Mishandling of Kaliwa Dam consultation hit
MANILA, Philippines — Leaders of indigenous groups whose ancestral lands would be affected by the P18.7-billion Kaliwa Dam project slammed the National Commission on Indigenous Peoples (NCIP) for their alleged violations in the process of obtaining the indigenous peoples’ (IPs) free prior and informed consent (FPIC).
The grievances of the leaders of the Agta-Dumagat-Remontado tribes from the provinces of Rizal and Quezon spilled during a high-level case conference initiated by the Commission on Human Rights (CHR) on Monday.
The discussion, which was also attended by representatives of national and local government units and agencies, was among the first activities with the official creation of an interagency monitoring forum led by the CHR to oversee and probe reports of violations of human rights and indigenous rights surrounding the controversial project.
Tribal leaders denounced the supposed irregularities in the public hearings and consultations, decrying that the NCIP appeared to work for the Metropolitan Waterworks and Sewerage System (MWSS), the project’s main proponent.
Representatives from the NCIP were a no-show at the conference, despite an invitation extended by the CHR.
“The objections raised by indigenous peoples were wasted, because the field reports of the FPIC were all lies,” said Conchita Calzado, a tribal leader from General Nakar, Quezon province.

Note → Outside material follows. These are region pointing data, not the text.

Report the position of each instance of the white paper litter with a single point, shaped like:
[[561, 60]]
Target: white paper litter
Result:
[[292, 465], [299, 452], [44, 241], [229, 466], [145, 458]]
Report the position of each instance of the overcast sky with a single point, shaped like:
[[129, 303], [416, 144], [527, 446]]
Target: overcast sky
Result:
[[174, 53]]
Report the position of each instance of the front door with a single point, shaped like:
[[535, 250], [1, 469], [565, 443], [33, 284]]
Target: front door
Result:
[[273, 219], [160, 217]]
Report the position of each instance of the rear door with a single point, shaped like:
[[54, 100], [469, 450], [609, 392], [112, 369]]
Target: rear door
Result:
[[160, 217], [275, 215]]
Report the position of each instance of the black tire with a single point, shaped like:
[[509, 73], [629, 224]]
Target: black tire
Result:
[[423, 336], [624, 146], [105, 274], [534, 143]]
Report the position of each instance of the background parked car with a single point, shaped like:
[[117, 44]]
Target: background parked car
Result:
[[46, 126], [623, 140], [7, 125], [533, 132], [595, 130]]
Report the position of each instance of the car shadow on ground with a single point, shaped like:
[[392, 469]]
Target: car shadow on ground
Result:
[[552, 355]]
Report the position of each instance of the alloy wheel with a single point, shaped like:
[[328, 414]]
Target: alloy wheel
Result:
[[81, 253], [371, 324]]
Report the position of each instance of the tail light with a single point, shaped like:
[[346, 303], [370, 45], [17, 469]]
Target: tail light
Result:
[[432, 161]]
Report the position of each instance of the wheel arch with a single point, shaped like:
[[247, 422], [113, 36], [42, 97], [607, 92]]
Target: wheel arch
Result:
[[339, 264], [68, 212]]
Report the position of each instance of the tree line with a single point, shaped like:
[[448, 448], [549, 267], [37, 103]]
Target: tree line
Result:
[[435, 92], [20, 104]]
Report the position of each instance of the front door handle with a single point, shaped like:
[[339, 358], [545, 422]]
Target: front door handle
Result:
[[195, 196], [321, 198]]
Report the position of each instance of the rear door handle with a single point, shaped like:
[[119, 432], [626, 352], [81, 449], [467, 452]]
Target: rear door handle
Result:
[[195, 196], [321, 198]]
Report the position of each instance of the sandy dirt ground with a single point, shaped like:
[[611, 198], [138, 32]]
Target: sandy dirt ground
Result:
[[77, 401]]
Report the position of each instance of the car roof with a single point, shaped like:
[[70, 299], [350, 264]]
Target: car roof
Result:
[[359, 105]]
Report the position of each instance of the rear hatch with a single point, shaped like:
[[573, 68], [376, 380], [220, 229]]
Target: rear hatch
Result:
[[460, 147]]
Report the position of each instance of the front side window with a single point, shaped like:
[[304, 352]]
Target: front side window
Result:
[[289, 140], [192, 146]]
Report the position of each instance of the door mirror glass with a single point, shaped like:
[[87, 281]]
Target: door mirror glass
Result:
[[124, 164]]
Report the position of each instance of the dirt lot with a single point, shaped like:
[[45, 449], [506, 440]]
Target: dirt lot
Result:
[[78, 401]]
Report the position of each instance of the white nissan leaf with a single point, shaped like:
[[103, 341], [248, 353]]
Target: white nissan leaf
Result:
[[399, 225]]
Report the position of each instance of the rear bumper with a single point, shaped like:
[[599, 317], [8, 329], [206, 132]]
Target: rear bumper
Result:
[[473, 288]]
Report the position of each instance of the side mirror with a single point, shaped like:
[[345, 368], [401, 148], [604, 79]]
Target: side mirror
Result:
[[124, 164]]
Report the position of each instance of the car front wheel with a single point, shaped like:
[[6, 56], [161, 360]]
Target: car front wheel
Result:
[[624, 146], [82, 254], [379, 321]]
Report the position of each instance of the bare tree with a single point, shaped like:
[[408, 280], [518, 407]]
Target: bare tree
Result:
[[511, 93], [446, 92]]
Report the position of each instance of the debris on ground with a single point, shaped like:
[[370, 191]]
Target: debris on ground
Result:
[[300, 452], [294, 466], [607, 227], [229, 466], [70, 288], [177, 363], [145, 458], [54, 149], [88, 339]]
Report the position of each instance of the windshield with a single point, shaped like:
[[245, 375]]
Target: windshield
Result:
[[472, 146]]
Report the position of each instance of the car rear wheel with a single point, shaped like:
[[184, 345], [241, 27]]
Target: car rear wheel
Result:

She decried the violations in the guidelines that were stipulated in the process, such as meeting the required number of households for the consent gathering.
Calzado said even nonindigenous peoples were reportedly made to sign in on the document.
The leaders also slammed the false information surrounding the project, such as the reported success of the public hearings and even the declared number of households that would be affected by the dam’s construction.
“Instead of the NCIP protecting us, we have already lost hope with them,” said Marcelino Tena, a Dumagat leader also from General Nakar.
Tena and several other representatives also condemned the Red-tagging done by government forces to those who would voice out their opposition for the project.
CHR Commissioner Gwendolyn Pimentel-Gana said such reports were the reason behind the formation of the interagency monitoring group.
Pimentel-Gana said that once all the reports and concerns had been gathered, the CHR would come up with recommendations, which would be brought to proper government agencies.
“We monitored [the case] and we decided that this is really a grave concern for human rights,” she said in an interview. “They are trying to actually create a scenario where the right to water of people in Metro Manila [are pitted] against the rights of the IPs to their ancestral domain, to their right to self-determination.”
Pimentel-Gana, the focal commissioner on indigenous peoples’ rights, reminded concerned government agencies to follow the process already laid down by the law.
“[They] just have to follow that to the letter and sincerely do it,” she said. “How can the IPs have informed consent if they don’t know the issue at all?”
Even in its planning stage, the multibillion-peso project has been hounded by criticism from indigenous communities and environmental groups for the anticipated devastating impact of the dam to the environment and to ancestral lands and cultural identity of indigenous groups.
Critics have also scored it for being onerous, as it is among the Duterte administration’s big-ticket projects that would be completed with loans from Beijing.
Amid stiff resistance, the Environmental Management Bureau issued an environmental compliance certificate for the project in October.